Study Notes – SELECT, WHERE, ORDER BY, GROUP BY, HAVING & JOINs
Core SQL skills that are used every day in healthcare analytics: pulling claims data, filtering high-risk patients, calculating costs, and joining patient and claims tables.
1. Basic Query Structure
SELECT column1, column2, ...
FROM table
WHERE condition
ORDER BY column ASC/DESC;
Healthcare Example
-- High-cost claims for patients 65 and older
SELECT
claim_id,
patient_id,
claim_date,
claim_amount
FROM claims
WHERE claim_amount > 5000
AND patient_age >= 65
ORDER BY claim_amount DESC;
2. GROUP BY + Aggregations
SELECT
grouping_column,
COUNT(*) as claim_count,
SUM(claim_amount) AS TotalCost,
AVG(claim_amount) AS AverageCost,
MAX(claim_amount) AS HeighsestCost
FROM claims
GROUP BY grouping_column;
Example – Cost by Patient Age Group
SELECT
age_group,
COUNT(*) AS num_claims,
ROUND(SUM(claim_amount), 2) AS total_cost,
ROUND(AVG(claim_amount), 2) AS avg_cost
FROM claims
GROUP BY age_group
ORDER BY total_cost DESC;
3. HAVING Clause
WHERE filters individual rows before grouping.
HAVING filters groups after grouping.
SELECT
provider_id,
COUNT(*) as claim_count,
SUM(claim_amount) AS total_cost
FROM claims
GROUP BY provider_id
HAVING COUNT(*) >= 50
AND SUM(claim_amount) > 100000
ORDER BY total_cost DESC;
4. JOINs – Most Important Skill in Healthcare Analytics
SELECT *
FROM patients AS p
JOIN claims AS c
ON p.patient_id = c.patient_id
Most useful JOIN types:
- INNER JOIN → only matching records (most common)
- LEFT JOIN → all patients, even those with no claims
Practical Healthcare Example
SELECT
p.patient_id,
p.first_name,
p.last_name,
p.age,
p.hcc_risk_score,
COUNT(c.claim_id) AS num_claims,
ROUND(SUM(c.claim_amount), 2) AS total_spend
FROM patients AS p
LEFT JOIN claims AS c
ON p.patient_id = c.patient_id
WHERE p.age >= 65
GROUP BY p.patient_id, p.first_name, p.last_name, p.age, p.hcc_risk_score
HAVING COUNT(c.claim_id) >= 3
ORDER BY total_spend DESC;
Practice Exercises
- Write a query that shows all claims over $10,000 in 2025, sorted by amount (highest first).

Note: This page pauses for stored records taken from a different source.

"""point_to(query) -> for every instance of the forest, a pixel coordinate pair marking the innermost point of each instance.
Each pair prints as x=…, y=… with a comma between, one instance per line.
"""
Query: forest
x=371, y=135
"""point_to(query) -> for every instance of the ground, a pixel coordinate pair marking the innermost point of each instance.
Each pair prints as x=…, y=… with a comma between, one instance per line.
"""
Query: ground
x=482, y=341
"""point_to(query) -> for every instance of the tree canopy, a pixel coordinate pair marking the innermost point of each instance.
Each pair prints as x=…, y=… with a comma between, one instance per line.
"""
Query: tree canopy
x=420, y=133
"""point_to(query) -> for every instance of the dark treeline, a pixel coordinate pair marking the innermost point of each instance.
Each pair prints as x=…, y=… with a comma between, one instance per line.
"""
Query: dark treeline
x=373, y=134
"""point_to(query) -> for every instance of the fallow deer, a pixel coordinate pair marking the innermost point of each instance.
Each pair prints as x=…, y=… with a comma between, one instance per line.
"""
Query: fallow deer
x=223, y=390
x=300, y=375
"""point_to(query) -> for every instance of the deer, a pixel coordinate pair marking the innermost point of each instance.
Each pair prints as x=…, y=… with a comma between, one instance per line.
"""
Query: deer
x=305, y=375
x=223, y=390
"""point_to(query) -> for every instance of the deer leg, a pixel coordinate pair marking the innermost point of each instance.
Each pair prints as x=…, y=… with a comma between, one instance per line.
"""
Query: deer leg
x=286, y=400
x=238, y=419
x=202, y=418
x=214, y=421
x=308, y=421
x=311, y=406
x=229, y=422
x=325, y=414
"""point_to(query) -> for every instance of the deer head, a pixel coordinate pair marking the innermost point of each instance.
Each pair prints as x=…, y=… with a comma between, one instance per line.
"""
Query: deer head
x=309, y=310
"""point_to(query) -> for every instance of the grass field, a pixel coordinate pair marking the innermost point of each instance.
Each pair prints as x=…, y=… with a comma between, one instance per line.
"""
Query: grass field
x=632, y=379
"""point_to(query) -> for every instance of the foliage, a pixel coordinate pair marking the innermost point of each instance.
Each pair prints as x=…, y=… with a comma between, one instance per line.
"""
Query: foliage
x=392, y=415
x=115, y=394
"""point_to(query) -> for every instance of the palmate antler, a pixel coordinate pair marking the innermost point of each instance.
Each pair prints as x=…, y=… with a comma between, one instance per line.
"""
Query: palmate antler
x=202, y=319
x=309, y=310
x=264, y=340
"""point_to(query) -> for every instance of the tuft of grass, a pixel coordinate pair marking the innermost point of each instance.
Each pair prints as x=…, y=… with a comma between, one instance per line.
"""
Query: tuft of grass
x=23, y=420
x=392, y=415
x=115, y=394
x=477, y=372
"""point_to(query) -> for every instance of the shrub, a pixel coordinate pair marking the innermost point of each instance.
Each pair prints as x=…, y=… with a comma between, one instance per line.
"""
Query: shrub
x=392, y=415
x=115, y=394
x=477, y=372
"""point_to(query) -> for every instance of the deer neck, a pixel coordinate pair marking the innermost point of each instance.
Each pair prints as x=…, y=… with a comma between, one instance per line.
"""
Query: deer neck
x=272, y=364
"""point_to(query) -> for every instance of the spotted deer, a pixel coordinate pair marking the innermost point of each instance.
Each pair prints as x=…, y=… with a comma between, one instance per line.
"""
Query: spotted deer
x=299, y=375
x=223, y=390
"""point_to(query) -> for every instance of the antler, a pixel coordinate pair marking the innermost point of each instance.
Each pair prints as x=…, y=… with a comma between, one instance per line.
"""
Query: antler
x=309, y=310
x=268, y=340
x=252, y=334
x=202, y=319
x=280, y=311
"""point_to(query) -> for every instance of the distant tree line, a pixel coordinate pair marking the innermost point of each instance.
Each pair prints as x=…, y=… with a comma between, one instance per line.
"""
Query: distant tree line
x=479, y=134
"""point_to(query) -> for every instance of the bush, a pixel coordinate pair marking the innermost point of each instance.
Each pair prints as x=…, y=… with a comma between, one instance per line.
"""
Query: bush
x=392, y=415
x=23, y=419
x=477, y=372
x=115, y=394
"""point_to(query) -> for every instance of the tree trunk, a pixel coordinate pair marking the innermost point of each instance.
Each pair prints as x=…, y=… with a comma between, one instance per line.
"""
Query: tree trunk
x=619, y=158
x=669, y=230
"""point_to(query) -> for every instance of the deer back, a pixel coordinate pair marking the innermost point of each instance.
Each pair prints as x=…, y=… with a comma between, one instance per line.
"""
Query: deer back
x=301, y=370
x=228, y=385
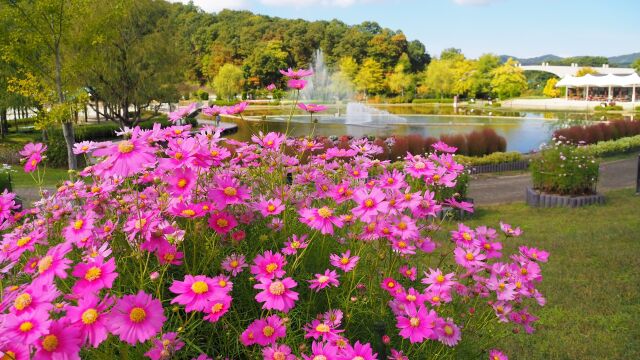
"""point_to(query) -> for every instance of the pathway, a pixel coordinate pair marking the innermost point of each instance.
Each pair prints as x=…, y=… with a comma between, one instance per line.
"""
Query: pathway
x=498, y=189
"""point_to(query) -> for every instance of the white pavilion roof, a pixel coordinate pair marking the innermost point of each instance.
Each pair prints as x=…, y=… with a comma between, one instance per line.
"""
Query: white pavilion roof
x=628, y=80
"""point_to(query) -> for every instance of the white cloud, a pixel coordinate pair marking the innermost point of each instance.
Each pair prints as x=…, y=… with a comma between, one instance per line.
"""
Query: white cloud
x=473, y=2
x=217, y=5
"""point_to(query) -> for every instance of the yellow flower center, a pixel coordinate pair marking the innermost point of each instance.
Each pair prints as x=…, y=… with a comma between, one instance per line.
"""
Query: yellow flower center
x=415, y=322
x=50, y=342
x=22, y=301
x=78, y=224
x=272, y=267
x=268, y=330
x=324, y=212
x=125, y=147
x=45, y=263
x=448, y=330
x=188, y=212
x=277, y=288
x=217, y=307
x=199, y=287
x=89, y=316
x=23, y=241
x=137, y=315
x=26, y=326
x=93, y=273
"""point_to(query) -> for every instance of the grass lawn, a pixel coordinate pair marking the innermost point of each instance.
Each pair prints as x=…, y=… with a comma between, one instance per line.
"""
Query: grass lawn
x=592, y=280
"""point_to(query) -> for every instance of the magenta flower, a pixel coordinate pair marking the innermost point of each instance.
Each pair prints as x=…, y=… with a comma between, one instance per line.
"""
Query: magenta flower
x=329, y=278
x=234, y=264
x=297, y=84
x=370, y=204
x=94, y=276
x=321, y=219
x=27, y=327
x=136, y=318
x=61, y=342
x=194, y=292
x=90, y=317
x=417, y=324
x=126, y=157
x=165, y=347
x=345, y=261
x=269, y=265
x=276, y=294
x=217, y=306
x=312, y=108
x=292, y=246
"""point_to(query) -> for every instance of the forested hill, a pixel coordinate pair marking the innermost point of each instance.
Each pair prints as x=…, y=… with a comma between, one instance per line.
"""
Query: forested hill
x=262, y=43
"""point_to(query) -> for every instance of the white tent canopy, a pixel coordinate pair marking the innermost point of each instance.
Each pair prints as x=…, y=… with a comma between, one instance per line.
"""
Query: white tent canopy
x=630, y=80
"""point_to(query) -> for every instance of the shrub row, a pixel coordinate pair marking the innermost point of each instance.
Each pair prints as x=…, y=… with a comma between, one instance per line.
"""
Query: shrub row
x=599, y=132
x=491, y=159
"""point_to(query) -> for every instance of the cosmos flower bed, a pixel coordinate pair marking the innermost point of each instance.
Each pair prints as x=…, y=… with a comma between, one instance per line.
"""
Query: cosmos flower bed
x=187, y=245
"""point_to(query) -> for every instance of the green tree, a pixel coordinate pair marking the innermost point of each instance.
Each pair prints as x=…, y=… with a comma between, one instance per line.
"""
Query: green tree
x=38, y=42
x=508, y=80
x=370, y=78
x=550, y=89
x=229, y=81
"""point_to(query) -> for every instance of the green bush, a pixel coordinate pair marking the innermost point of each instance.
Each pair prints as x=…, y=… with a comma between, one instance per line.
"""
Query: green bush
x=613, y=147
x=565, y=169
x=432, y=101
x=608, y=108
x=491, y=159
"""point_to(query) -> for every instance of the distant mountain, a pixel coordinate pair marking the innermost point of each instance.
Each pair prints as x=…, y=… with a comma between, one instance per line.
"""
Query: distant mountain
x=620, y=60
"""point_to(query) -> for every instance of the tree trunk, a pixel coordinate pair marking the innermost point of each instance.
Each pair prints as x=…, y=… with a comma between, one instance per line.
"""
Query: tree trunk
x=67, y=126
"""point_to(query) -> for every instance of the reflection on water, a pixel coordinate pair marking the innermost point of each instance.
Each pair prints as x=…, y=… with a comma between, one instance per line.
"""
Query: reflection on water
x=524, y=131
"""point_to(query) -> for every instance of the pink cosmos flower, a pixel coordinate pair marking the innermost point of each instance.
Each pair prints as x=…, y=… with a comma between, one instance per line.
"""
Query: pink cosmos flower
x=61, y=342
x=292, y=246
x=269, y=265
x=469, y=258
x=268, y=331
x=89, y=316
x=217, y=306
x=297, y=84
x=165, y=347
x=277, y=352
x=136, y=318
x=448, y=333
x=496, y=354
x=194, y=292
x=126, y=157
x=321, y=219
x=179, y=114
x=418, y=324
x=94, y=276
x=27, y=327
x=510, y=231
x=222, y=222
x=277, y=294
x=345, y=261
x=296, y=74
x=370, y=204
x=234, y=264
x=269, y=207
x=329, y=278
x=312, y=108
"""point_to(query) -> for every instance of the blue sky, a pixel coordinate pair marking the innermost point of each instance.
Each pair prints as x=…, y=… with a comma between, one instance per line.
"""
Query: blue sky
x=522, y=28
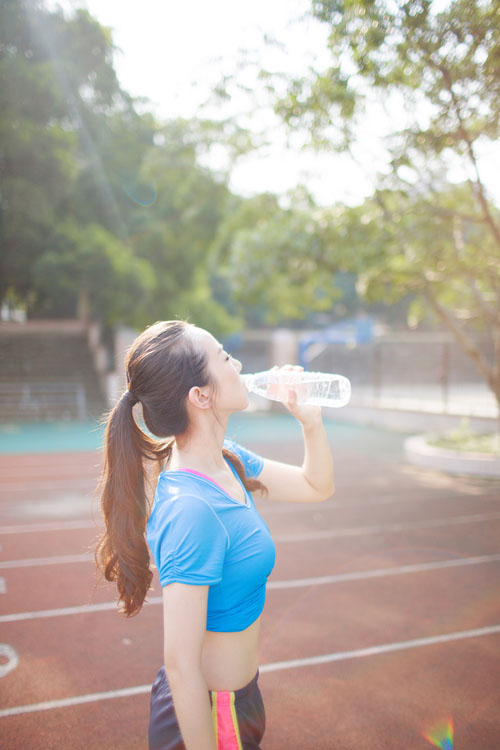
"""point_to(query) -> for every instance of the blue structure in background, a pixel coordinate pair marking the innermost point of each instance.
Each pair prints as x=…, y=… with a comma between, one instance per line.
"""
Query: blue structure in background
x=350, y=332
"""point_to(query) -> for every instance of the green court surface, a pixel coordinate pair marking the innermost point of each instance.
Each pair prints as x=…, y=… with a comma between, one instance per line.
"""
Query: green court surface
x=62, y=437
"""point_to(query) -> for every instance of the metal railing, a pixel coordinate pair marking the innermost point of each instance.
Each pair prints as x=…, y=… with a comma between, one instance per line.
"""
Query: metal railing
x=38, y=399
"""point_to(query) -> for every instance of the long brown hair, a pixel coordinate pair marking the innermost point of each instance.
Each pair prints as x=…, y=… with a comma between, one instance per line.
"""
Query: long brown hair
x=162, y=366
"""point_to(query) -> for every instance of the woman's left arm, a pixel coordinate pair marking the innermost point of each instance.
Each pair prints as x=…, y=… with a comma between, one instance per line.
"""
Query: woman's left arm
x=313, y=481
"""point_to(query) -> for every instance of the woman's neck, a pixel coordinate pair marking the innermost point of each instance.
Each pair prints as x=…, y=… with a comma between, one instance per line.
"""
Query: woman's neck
x=200, y=450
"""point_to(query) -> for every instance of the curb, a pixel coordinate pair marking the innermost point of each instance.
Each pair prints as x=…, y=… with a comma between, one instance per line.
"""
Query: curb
x=420, y=453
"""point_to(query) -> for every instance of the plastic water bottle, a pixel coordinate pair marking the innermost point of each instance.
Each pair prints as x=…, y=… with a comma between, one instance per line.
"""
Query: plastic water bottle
x=315, y=388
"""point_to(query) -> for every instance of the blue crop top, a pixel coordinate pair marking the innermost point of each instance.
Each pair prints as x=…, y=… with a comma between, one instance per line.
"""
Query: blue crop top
x=199, y=534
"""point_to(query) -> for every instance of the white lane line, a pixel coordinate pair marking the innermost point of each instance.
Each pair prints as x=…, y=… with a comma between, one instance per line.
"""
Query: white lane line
x=80, y=609
x=271, y=667
x=400, y=499
x=75, y=700
x=292, y=583
x=301, y=537
x=384, y=648
x=24, y=528
x=8, y=653
x=384, y=529
x=383, y=572
x=35, y=562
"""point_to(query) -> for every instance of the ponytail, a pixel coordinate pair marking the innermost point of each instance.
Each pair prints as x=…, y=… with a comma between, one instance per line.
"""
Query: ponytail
x=122, y=554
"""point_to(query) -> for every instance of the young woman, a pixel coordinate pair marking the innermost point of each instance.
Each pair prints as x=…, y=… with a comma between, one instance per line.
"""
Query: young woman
x=212, y=549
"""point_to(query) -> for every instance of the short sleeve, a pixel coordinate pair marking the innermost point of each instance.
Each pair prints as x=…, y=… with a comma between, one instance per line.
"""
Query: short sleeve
x=252, y=462
x=188, y=542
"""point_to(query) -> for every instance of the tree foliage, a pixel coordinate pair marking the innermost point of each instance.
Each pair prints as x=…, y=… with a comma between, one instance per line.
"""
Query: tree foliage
x=420, y=232
x=103, y=210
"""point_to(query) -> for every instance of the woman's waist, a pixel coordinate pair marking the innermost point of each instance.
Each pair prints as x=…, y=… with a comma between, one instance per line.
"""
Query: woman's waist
x=230, y=660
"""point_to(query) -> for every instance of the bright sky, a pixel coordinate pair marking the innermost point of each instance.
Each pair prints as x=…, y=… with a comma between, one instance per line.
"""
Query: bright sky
x=173, y=52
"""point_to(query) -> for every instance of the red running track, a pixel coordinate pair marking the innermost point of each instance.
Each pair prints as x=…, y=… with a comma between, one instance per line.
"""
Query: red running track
x=382, y=615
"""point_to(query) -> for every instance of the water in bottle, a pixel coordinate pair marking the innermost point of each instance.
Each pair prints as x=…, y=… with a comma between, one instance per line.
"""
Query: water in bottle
x=315, y=388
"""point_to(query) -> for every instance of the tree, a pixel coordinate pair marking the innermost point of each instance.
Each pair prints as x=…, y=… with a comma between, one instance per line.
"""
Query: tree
x=104, y=211
x=421, y=232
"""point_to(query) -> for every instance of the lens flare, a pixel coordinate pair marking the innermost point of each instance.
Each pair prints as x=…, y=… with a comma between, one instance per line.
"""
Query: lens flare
x=143, y=195
x=440, y=734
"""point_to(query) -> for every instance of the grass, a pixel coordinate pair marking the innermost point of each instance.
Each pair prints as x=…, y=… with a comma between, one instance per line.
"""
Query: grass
x=461, y=439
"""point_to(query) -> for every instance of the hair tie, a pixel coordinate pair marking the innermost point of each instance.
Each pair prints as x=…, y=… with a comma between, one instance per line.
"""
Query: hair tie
x=130, y=396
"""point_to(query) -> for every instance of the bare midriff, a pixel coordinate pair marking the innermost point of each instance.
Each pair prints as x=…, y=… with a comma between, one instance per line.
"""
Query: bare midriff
x=230, y=660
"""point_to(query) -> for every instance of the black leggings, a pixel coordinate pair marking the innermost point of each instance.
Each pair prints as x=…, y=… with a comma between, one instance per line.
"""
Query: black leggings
x=239, y=717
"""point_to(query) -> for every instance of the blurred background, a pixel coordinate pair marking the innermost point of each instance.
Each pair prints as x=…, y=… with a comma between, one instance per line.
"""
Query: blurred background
x=310, y=182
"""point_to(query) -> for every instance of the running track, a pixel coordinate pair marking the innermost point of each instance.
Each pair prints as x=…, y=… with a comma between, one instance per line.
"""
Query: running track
x=382, y=615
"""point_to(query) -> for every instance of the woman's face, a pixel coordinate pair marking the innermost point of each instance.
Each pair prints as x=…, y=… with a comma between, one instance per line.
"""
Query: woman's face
x=230, y=393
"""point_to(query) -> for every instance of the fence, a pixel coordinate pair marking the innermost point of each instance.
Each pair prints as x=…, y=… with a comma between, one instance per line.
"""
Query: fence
x=25, y=401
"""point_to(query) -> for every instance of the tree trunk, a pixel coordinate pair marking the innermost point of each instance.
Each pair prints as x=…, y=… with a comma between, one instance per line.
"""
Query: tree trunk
x=83, y=306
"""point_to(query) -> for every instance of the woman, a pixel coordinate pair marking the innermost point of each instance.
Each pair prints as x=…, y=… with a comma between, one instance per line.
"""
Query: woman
x=212, y=549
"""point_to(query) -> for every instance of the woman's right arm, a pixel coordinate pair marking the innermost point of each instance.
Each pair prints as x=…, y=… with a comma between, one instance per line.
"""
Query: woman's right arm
x=184, y=618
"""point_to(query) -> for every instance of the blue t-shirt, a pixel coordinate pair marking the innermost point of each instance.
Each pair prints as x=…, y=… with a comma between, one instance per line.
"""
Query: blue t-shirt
x=198, y=534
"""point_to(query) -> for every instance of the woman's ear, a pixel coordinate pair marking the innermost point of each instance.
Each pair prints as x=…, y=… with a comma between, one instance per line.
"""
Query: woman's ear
x=199, y=397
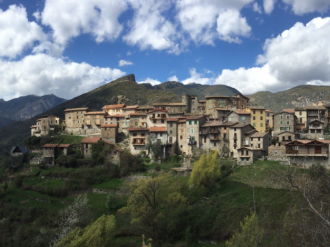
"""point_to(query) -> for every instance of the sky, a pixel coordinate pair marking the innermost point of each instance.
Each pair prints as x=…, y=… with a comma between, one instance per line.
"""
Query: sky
x=69, y=47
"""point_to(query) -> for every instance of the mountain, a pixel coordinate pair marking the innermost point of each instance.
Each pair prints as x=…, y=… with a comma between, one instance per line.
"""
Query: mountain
x=304, y=95
x=193, y=89
x=26, y=107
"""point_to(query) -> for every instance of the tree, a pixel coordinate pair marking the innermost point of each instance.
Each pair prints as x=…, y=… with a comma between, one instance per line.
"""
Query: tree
x=74, y=215
x=206, y=171
x=250, y=235
x=96, y=234
x=154, y=204
x=5, y=187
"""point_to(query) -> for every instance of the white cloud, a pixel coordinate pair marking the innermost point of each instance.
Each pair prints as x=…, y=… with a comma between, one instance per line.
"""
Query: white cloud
x=42, y=74
x=269, y=6
x=173, y=78
x=69, y=19
x=124, y=63
x=298, y=56
x=151, y=81
x=197, y=78
x=231, y=25
x=16, y=32
x=256, y=8
x=150, y=28
x=201, y=19
x=301, y=7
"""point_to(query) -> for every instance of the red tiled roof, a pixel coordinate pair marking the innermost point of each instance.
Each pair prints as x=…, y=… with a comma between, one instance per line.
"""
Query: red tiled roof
x=50, y=145
x=90, y=140
x=158, y=129
x=113, y=106
x=109, y=125
x=114, y=116
x=95, y=113
x=131, y=107
x=138, y=129
x=64, y=145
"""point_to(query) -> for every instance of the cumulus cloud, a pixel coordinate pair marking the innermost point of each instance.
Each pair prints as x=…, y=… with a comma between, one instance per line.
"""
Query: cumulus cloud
x=151, y=81
x=16, y=32
x=202, y=20
x=42, y=74
x=69, y=19
x=269, y=6
x=149, y=27
x=298, y=56
x=173, y=78
x=124, y=63
x=301, y=7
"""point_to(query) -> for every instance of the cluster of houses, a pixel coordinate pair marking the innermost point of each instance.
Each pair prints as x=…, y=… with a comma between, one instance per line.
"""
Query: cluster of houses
x=226, y=124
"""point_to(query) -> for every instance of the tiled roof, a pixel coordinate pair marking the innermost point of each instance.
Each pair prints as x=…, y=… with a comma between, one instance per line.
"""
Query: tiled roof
x=131, y=107
x=64, y=145
x=259, y=134
x=114, y=116
x=109, y=125
x=95, y=113
x=50, y=145
x=158, y=129
x=170, y=104
x=211, y=123
x=90, y=139
x=289, y=110
x=113, y=106
x=138, y=129
x=78, y=109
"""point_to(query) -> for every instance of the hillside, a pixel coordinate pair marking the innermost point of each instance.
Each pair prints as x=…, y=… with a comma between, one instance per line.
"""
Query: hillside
x=26, y=107
x=295, y=97
x=193, y=89
x=123, y=90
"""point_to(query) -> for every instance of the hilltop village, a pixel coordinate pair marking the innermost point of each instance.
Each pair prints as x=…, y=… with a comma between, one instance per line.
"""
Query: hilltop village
x=226, y=124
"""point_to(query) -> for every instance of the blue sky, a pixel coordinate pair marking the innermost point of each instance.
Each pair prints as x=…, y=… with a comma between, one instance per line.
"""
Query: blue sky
x=69, y=47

- Show total claim count and total cost by provider specialty.
- Find patients who have more than 5 claims and total cost greater than $50,000.
- Join the
patientsandclaimstables to show patient name, age, and total spending.
Key Takeaways
- SELECT – choose what columns you want to see
- WHERE – filter raw rows
- GROUP BY + aggregations (COUNT, SUM, AVG) – for summaries
- HAVING – filter after grouping
- JOINs – combine tables (this is where real insights happen)
- ORDER BY – make results easy to read
Personal study notes while preparing for my SQL exam.